Speeding Up Development at Lyft
Written by: Codeship
6 min read
Codeship was at DockerCon 2015! This week, we’ll be providing summaries on our blog of some of the talks we attended at this two-day conference in San Francisco. If you are interested in Docker support from Codeship, click here.
Tuesday morning, Matthew Leventi spoke at DockerCon about how Lyft uses Docker to increase developer productivity across its engineering organization.
As an engineer at Lyft, Leventi explained to his audience that Docker enables them to create a standardized development environment, including all necessary service dependencies. It allows developers to be much more efficient, and it reduces onboarding/ramp-up time.
The Goal: Increase Productivity
Engineering at Lyft means fluid teams and a rapidly growing headcount. Everyone, Leventi stated, does devops. It’s an operation that involves 50+ microservices and 25 server deploys per day.
Lyft has the ambitious goal of enabling brand-new developers to ship code to production on Day One of employment. It’s a particularly strong measure of productivity designed to achieve faster feature development.
Leventi pointed out that common hindrances to developer productivity include:
problems with VPN
a build failed, for reasons unknown
a deploy to production that may break the world
Lyft’s goal is to remove those types of blockers and cut down on common productivity complaints like:
“It doesn’t work on my box.”
“I don’t understand how the client go into that state.”
“It worked in development!”
“How do I get service x to talk to service y?”
“How do I test this feature from the client?”
“How do I get started working on a new team?”
In April 2014, Lyft chose to invest in standardizing and improving developer work environments. It was a decided switch from their methods before last year: Each dev had individual installs of many individual services; it was a manual task to stay up to date on changes; and it was expensive to orchestrate, just to name a few bottlenecks.

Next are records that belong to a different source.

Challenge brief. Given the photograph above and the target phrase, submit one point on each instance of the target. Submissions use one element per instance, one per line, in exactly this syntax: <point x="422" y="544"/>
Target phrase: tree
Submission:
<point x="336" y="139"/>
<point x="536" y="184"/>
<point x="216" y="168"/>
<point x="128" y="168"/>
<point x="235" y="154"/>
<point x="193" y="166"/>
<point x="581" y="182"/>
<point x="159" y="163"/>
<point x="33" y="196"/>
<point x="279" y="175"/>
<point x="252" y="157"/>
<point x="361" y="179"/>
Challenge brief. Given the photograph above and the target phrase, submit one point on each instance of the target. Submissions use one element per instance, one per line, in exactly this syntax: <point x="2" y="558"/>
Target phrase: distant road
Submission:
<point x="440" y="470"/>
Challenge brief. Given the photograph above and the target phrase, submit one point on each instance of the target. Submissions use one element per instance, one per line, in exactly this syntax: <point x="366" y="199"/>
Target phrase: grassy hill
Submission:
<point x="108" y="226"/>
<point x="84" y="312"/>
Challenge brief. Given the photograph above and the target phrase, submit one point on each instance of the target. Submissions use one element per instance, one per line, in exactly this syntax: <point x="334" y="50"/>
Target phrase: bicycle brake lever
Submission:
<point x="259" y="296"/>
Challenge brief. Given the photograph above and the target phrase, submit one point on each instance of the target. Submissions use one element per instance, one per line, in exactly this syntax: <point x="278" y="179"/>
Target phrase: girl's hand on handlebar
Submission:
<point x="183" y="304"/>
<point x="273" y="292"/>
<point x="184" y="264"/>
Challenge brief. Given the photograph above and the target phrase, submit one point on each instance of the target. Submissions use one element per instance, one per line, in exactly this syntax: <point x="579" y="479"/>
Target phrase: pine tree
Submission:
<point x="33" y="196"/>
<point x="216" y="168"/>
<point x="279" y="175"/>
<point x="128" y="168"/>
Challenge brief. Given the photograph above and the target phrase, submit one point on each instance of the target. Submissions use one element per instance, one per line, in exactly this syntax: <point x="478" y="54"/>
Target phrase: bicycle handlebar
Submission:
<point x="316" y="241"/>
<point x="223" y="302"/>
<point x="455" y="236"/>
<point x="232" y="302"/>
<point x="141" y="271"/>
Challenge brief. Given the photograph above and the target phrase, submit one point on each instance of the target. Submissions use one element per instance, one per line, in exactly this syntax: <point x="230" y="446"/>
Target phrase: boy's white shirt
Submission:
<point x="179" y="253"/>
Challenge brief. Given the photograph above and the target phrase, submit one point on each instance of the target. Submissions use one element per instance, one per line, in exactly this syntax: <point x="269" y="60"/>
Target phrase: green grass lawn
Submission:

Now, Leventi said, every developer at Lyft runs the standard environment Devbox. Everyone has the same up-to-date local environment, and Docker containers have all the resources for a live, running environment to test new code.
VMware Fusion runs Docker on MacOS, and Vagrant handles Lyft’s virtualization configuration. Services are started via command line (./service start api), and Devbox has the capability of snapshotting an environment for troubleshooting or analysis or comparison.
Lyft also uses "Onebox," a standard test/integration environment that can be easily deployed to a cloud environment. That means, Leventi emphasized, all of Lyft, in the cloud, running any combination of builds, on a single EC2 instance. It’s constantly up to date, and every QA engineer has their own environment.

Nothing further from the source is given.